Rae, my child, had a traumatic experience at school a few days ago.
I was in charge of taking the pup to school that fateful day. It was Friday. Not just any Friday, but homecoming Friday for the local school district. The buzz of excitement spread throughout the school system all the way down to the kindergarteners. As students entered their elementary school, they were met by a cornucopia of temptations spread out across a table. The astronomically priced knick-knacks were selling like proverbial hot cakes and children as young as my daughter snatched up pom-poms, buttons, rubber bracelets and temporary tattoos.
My child, with her silken blonde pony tail and big blue eyes looked at me.
“Da-Da,” she said, because that is what she calls me. “I want a bracelet and pom-poms.”
Knowing that all this promotional junk is a cash cow for whoever is selling it, I generally try to stay away from such things. However, it is difficult to say no to the offspring so I walk up to the table and pull out my wallet. I was fortunate, however, in that the ladies working at the table knew my wife, who teaches at the school, and said she had already come by to get some things.
I put my wallet back in my pocket and my child and I headed off down the fourth-grade hall to find mama. Sure enough, Rae was met by a set of pom-poms and a few tattoos. It wasn’t until later that I found out she was supposed to have a rubber bracelet and button as well.
Rae came home that afternoon with a sad look in her eye. I listened as she and my wife told me that my wife had also purchased the other items and had left them at Rae’s spot in her kindergarten class. However, by the time Rae reached her seat, the items were gone. Some sticky fingered kindergartener had absconded with my daughter’s stuff.
As tears welled up in Rae’s eyes I was hit with an idea.
“Rae,” I said, because that is not really what I call her. “What if I get you another bracelet?”
She looked hopeful.
“Only this one,” I continued, “will be a better one because it will be for the Queens, not the Bulldogs.”
One of Rae’s favorite activities is to go to basketball games with her dad, wearing her cheerleader outfit and cheering at the top of her voice … “Go, Queens! Go, E----!” E----, of course, being the young lady who babysits Rae on occasion.

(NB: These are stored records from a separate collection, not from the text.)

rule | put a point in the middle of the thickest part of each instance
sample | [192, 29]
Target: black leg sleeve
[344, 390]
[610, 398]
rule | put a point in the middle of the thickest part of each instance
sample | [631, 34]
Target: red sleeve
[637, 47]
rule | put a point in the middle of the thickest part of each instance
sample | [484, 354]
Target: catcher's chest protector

A few days later I called the coach and explained the situation to him. He and his assistant gladly agreed to give my child another bracelet. Rae was so proud of it. I kept her at my office one afternoon and she proudly showed her knew bracelet to everyone in the building. “It’s a Queen one,” she said.
As we left work that day, Rae sat in the Jeep and expressed her gratitude for the new bracelet.
“And Da-Da,” she said. “I will give you one that you can wear. … but you will have to get it for me.”
Oh well, I guess it’s the thought that counts.